Lucinda Williams - The Ghosts of Highway 20 I recognize that it seems almost cruelly reductive to include a master like Lucinda Williams in a roundup of this sort. But the fact is that this double-album set is full of gorgeous guitars, duet after duet by Bill Frisell and Greg Leisz, both masters in their own right. Also, I will admit that the almost entirely low-key mood of this album has me reaching for it less frequently than I did Down Where The Spirit Meets The Bone, which had more of that driving groove that she addicted us to on Car Wheels On A Gravel Road. Still, many of these songs - Dust, Doors Of Heaven, the title track, If There's A Heaven - are marvels to behold. And who knows - if she tours with Stuart Mathis again, there might be even more six-string fireworks.

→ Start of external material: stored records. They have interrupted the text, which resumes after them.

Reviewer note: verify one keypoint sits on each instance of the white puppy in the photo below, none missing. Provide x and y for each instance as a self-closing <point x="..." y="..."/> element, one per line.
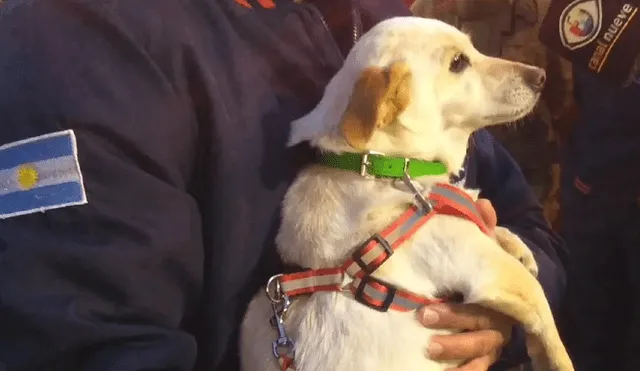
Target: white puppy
<point x="413" y="89"/>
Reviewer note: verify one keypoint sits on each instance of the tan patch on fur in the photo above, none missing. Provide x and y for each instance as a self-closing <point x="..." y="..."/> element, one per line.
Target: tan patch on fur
<point x="379" y="96"/>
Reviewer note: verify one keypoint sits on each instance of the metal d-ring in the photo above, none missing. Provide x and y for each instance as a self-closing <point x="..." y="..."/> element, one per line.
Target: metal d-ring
<point x="424" y="203"/>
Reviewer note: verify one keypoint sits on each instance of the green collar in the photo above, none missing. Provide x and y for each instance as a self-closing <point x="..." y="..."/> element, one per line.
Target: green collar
<point x="371" y="164"/>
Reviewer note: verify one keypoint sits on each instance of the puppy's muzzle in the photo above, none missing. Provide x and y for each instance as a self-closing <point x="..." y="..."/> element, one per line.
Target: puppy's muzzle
<point x="535" y="78"/>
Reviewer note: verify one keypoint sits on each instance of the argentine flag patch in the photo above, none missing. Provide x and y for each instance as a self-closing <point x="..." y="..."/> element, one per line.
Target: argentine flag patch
<point x="39" y="174"/>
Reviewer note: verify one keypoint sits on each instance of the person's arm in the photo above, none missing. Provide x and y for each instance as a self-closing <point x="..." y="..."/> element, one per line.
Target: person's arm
<point x="502" y="183"/>
<point x="108" y="284"/>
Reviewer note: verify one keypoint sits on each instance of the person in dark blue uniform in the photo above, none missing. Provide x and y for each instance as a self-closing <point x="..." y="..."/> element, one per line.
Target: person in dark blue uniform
<point x="142" y="165"/>
<point x="600" y="187"/>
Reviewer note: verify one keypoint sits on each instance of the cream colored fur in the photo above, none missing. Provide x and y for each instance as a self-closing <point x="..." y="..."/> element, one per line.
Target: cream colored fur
<point x="327" y="213"/>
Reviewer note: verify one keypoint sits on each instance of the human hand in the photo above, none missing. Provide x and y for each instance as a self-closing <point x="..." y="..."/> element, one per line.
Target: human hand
<point x="488" y="214"/>
<point x="486" y="332"/>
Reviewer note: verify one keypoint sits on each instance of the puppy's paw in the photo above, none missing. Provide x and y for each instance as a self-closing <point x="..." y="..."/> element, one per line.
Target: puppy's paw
<point x="513" y="245"/>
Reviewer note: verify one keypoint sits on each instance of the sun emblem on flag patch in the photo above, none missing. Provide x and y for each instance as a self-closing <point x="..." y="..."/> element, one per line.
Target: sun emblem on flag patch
<point x="580" y="23"/>
<point x="27" y="176"/>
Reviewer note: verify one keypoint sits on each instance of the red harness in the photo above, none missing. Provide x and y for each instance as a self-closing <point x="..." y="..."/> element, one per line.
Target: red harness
<point x="445" y="199"/>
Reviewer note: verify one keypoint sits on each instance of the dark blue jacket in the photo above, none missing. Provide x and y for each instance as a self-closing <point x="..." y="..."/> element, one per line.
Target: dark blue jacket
<point x="601" y="159"/>
<point x="181" y="111"/>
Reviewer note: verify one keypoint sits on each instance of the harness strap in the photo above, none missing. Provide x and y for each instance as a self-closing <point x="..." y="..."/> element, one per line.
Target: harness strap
<point x="366" y="289"/>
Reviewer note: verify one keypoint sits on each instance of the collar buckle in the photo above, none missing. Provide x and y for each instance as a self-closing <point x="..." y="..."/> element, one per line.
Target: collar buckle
<point x="365" y="163"/>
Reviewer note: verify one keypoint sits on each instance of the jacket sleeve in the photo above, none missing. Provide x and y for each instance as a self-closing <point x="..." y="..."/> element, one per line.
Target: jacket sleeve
<point x="105" y="285"/>
<point x="502" y="182"/>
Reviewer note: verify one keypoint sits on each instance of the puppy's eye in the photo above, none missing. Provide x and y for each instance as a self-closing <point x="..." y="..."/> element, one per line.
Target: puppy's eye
<point x="459" y="63"/>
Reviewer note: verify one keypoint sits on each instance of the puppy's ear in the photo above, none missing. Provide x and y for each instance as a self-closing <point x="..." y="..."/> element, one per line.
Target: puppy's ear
<point x="379" y="96"/>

Dinosaur Jr. - Give A Glimpse Of What Yer Not It should not be that Dinosaur Jr. made one of their best albums over 30 years after their start in 1984. But that is what we have here, people. Give A Glimpse is a celebration of both the melodic smarts of J. Macsis as well as his guitar-titan status. Gritty chords give way to liquid or wonderfully overdriven solos with a casual regularity that is dumbfounding. That sense of mastery combined with surprise is a rare thing indeed. Lou Barlow (bass) and Murph (drums) can do no wrong, providing just the right support and holding the goalposts for one game-winning kick after another. Barlow also wrote and sings on two songs and his lighter style adds some nice variety, also provided by Macsis's prettier moments. Even though they've only made 11 albums in all those years (and took a long hiatus from 1997-2005), let's face it: J. Macsis and Dinosaur Jr. are probably at least part of the reason we're still talking about guitars at all in 2016. Long may they reign.

OK, I think that's enough for now! What guitar-driven stuff has been driving you wild this year? Also, I slightly lied at the start. There is an order to this list, which is based on the way I sequenced the accompanying playlist. It was a fun challenge to blend everything together in a way that made sense. Let me know what you think.